Let´s say we have a simple catenary cable with a start point and an end point. The catenary has sag. My questions is how to find the optimal sag in regards to forces to be anchored. I think it is geometrical problem at the end.
Mean to you? The more sag you have the heavier your piece of cable will be. Optimal could be the shortest? In which case you have a straight line
Actually the reverse is true. The force needed to tension a straigh cable without any sag in the physical world aproaches the infinite. Go and see the cables suspended for the trains or the electricty lines. It will be very very cost effective if you were right though…
Do you want to allow for the cable mass? How is a force applied to the cable? Uniform distributed load per metre span? Or per metre along the cable? Or at discrete points? Is optimum == minimum tension in the cable?
The weight of the cable is 0.65 kg/m. Uniform distributed load per metre span. And yes optimim is minimum tension in cable.
This is exactly what I am pondering about. I want to optimize a simple catenary under these conditions.
So… put in a slider to define the sag between,say, 1% and 100% of the span and calculate the tension?
Or this sounds like the kind of thing that kangaroo is designed for, but i’ve Never used it…
Actually the limit is a lot smaller. Let´s say we have a certain distance from the cable´s low point too the ground as a limit. it will be something a lot smaller than from 1% to 100%. But yes you got the idea very well. Come to think of it Kangaroo might be the best bet. I also have used it very little and from tutorials.
@DanielPiker Hi Daniel. Can somethig like this be done in Kangaroo?
I thought this kind of calculation was pretty standard:
It’s definitely an appropriate approach I’d say.
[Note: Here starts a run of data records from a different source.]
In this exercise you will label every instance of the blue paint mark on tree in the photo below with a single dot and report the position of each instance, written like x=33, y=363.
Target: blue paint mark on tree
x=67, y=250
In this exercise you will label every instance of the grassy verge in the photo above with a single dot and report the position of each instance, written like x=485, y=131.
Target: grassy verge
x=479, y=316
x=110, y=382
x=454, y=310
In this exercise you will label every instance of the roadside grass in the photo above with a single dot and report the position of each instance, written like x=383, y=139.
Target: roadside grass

You might also have a look at its extension K2Engineering, if you want to work with calibrated mechanical properties and forces.Though for simple cases of one sagging cable, perhaps using a Kangaroo/K2Engineering model is a bit overkill (edit: as @akilli pointed out).
I actually think using Kangaroo would be overkill here.
This is also something that doesn’t depend on the density or stiffness, just assuming the cable is not stretching any significant amount.
It’s something that should be fairly straightforward to compute analytically, but if you don’t want to do the math, the quickest brute force approach is probably something like this with the standard catenary component and galapagos:
catenary_min.gh (16.3 KB)
Seems to suggest the sweet spot is around 56° from horizontal
I threw this together quickly though, so double check
Exactly! This is more or less what I needed here Thank you guys!